Ils ont donc annoncé cette évacuation vendredi sur la messagerie Telegram, mais la date de ces vidéos interroge : l’analyse des métadonnées de ces vidéos montrent qu’elles ont été enregistrées le 16, soit avant le début des prétendues provocations ukrainiennes.
Pour sa part, le président russe a ordonné le versement de 10 000 roubles (environ 114 euros) à chaque personne partant de ces zones. Les chaînes de télévision russes montraient des images d’évacuations d’enfants rassemblés dans la cour de leur orphelinat.
Manœuvres russes supervisées par Poutine
L’inquiétude est d’autant plus vive ce samedi que les forces stratégiques russes procèdent à des manœuvres militaires importantes, comprenant des essais de missiles balistiques et de croisière capables de porter des charges nucléaires.

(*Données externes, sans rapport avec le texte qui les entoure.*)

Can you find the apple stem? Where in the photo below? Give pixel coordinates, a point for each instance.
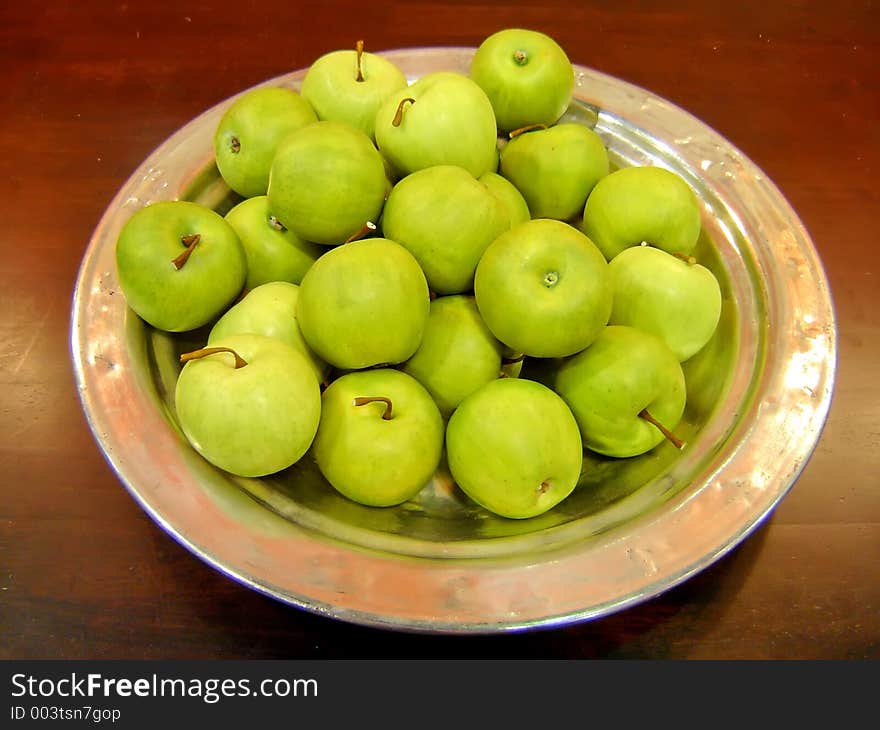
(362, 401)
(398, 115)
(527, 128)
(671, 437)
(190, 242)
(240, 362)
(364, 230)
(276, 224)
(359, 49)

Vladimir Poutine, accompagné de son homologue biélorusse Alexandre Loukachenko, supervise personnellement ces exercices. La télévision publique russe a diffusé des images des deux présidents écoutant depuis une salle de crise les rapports des généraux par visioconférence.
Vladimir Poutine assiste très souvent aux exercices d’envergure des forces russes, il n’y a donc là rien d’exceptionnel, rappelle notre correspondant à Moscou, Jean-Didier Revoin. En revanche, le contexte est particulier : selon le ministère de la Défense russe, ces manœuvres visent à tester l’état de préparation des forces impliquées et la fiabilité des armes stratégiques nucléaires et non nucléaires.
Peut-on soupçonner la Russie d’utiliser ce prétexte pour attaquer ? En tout cas, la Russie s’en défend. Selon le porte-parole du Kremlin, il s’agit d’un entraînement régulier qui a été précédé de notifications faites à divers pays à travers des canaux multiples.
Malgré ces propos rassurants, l’inquiétude demeure au vu des troupes mobilisées. Il s’agit en effet de contingents entourant l’Ukraine, des forces du district militaire Sud, des forces aérospatiales, des forces stratégiques et des flottes du Nord et de la mer Noire.